Virginia Carroll was born in Oklahoma on February 14, 1910. She was a department store model in Los Angeles, which led to her casting as in a bit part as a fashion model in her first film, Roberta, in 1935. She appeared in her first leading role in the B-Western A Tenderfoot Goes West in 1936, playing opposite Jack LaRue. Carroll's career in film would consist largely of such B-Westerns, including The Phantom Cowboy, The Masked Rider, and Riders of the Whistling Pines . She appeared alongside such cowboy stars as Don "Red" Barry, Bill Elliot, and Gene Autry. She made several Westerns opposite Johnny Mack Brown. Carroll also appeared in bit parts in major motion pictures, including Waterloo Bridge and Model Wife. She also appeared in a few serials, including The Mysterious Dr. Satan (which grew out of a planned Superman serial from Republic Pictures which fell through), Dick Tracy Returns, G-men vs. the Black Dragon, and Daughter of Don Q. In the serial Superman (1948) Virginia Carroll became the first woman to play Martha Kent, the adopted mother of Superman.

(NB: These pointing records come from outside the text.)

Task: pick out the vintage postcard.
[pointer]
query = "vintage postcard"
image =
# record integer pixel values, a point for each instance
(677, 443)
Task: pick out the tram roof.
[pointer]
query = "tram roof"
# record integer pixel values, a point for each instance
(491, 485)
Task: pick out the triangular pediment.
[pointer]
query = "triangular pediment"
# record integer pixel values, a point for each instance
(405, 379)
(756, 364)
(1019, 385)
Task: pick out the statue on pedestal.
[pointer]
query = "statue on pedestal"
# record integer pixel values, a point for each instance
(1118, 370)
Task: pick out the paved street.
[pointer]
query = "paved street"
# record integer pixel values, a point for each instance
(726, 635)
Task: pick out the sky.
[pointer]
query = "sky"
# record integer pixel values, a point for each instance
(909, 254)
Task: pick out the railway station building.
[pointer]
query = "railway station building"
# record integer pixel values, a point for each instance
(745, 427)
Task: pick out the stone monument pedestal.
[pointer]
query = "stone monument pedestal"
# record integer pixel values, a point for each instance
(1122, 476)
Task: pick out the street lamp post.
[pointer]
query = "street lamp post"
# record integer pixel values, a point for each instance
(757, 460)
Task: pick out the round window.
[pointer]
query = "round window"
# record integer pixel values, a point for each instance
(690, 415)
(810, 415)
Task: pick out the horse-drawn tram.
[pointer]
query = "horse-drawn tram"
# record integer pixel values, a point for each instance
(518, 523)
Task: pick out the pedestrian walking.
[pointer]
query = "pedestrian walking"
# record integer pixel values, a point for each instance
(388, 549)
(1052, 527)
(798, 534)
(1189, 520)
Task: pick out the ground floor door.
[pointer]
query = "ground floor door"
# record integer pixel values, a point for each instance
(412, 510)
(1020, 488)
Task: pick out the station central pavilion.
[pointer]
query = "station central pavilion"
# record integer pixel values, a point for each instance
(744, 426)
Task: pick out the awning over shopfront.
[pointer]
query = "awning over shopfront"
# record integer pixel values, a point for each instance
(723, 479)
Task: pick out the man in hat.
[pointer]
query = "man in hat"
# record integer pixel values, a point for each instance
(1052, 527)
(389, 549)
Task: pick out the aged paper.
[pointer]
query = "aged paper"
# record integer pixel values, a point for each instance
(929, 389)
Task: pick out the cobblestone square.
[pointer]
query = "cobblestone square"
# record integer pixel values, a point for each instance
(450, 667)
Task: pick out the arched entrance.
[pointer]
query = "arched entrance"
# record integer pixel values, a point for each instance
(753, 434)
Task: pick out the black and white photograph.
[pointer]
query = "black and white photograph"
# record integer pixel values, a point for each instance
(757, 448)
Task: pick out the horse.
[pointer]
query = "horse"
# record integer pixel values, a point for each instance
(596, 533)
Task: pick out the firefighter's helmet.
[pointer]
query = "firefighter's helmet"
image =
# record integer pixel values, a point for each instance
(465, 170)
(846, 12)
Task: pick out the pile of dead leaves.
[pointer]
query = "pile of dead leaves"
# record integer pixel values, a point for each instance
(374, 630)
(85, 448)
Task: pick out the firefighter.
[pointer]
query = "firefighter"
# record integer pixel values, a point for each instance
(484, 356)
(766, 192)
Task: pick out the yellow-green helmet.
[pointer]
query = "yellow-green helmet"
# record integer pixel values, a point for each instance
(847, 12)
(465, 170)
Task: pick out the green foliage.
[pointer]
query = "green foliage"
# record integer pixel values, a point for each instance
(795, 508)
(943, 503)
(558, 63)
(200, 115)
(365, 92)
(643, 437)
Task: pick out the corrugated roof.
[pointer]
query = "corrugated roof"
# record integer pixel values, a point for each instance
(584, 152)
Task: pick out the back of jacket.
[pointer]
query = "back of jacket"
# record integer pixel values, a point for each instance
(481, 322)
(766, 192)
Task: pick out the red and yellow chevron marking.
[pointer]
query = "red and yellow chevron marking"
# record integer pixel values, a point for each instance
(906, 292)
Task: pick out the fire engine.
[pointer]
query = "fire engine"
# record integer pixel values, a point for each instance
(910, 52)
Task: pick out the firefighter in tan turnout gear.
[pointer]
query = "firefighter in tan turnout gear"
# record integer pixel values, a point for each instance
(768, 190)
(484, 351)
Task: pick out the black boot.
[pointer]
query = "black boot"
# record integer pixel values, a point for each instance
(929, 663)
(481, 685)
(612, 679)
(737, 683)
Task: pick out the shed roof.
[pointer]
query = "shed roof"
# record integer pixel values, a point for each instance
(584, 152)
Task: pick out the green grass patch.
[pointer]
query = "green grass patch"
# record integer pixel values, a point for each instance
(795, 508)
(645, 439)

Carroll made her television debut in a 1952 episode of The Adventures of Superman. She went on to make guest appearances on Fireside Theatre, Studio 57, The Adventures of Kit Carson, The Adventures of Wild Bill Hickok, The Roy Rogers Show, Dragnet, and Perry Mason.
Harvey Frand, who produced such television shows as the Eighties version of The Twilight Zone, The Pretender, and the Western The Lazarus Man, passed on July 28 at the age of 68. The cause was respiratory problems.
Harvey Frand was born in Philadelphia, Pennsylvania in 1941. He started in television there at NBC News. Frand would move onto Warner Brothers, where he was the executive overseeing the production of the series Harry-O. His experience on the show spurred his interest in television production. He produced a revival on Broadway of Sweet Bird of Youth, which ran from December 29, 1975 to February 8, 1976.
The Devlin Connection, Rock Hudson's last series, which debuted in 1982, would be the first show which Frand produced. He produced 34 episodes of the Eighties version of The Twilight Zone, which ran from 1985 to 1988. He also worked on the Eighties series Beauty and the Beast, starring Ron Perlman and Linda Hamilton. In the Nineties he produced The Young Riders, the short lived Western the Lazarus Man starring Robert Ulrich. He would also produce The Pretender and the short lived show Strange World. The final show on which Frand served as producer was the re-envisioning of Battlestar Galactica, which ran on the Sci-Fi Channel from 2004 to 2009.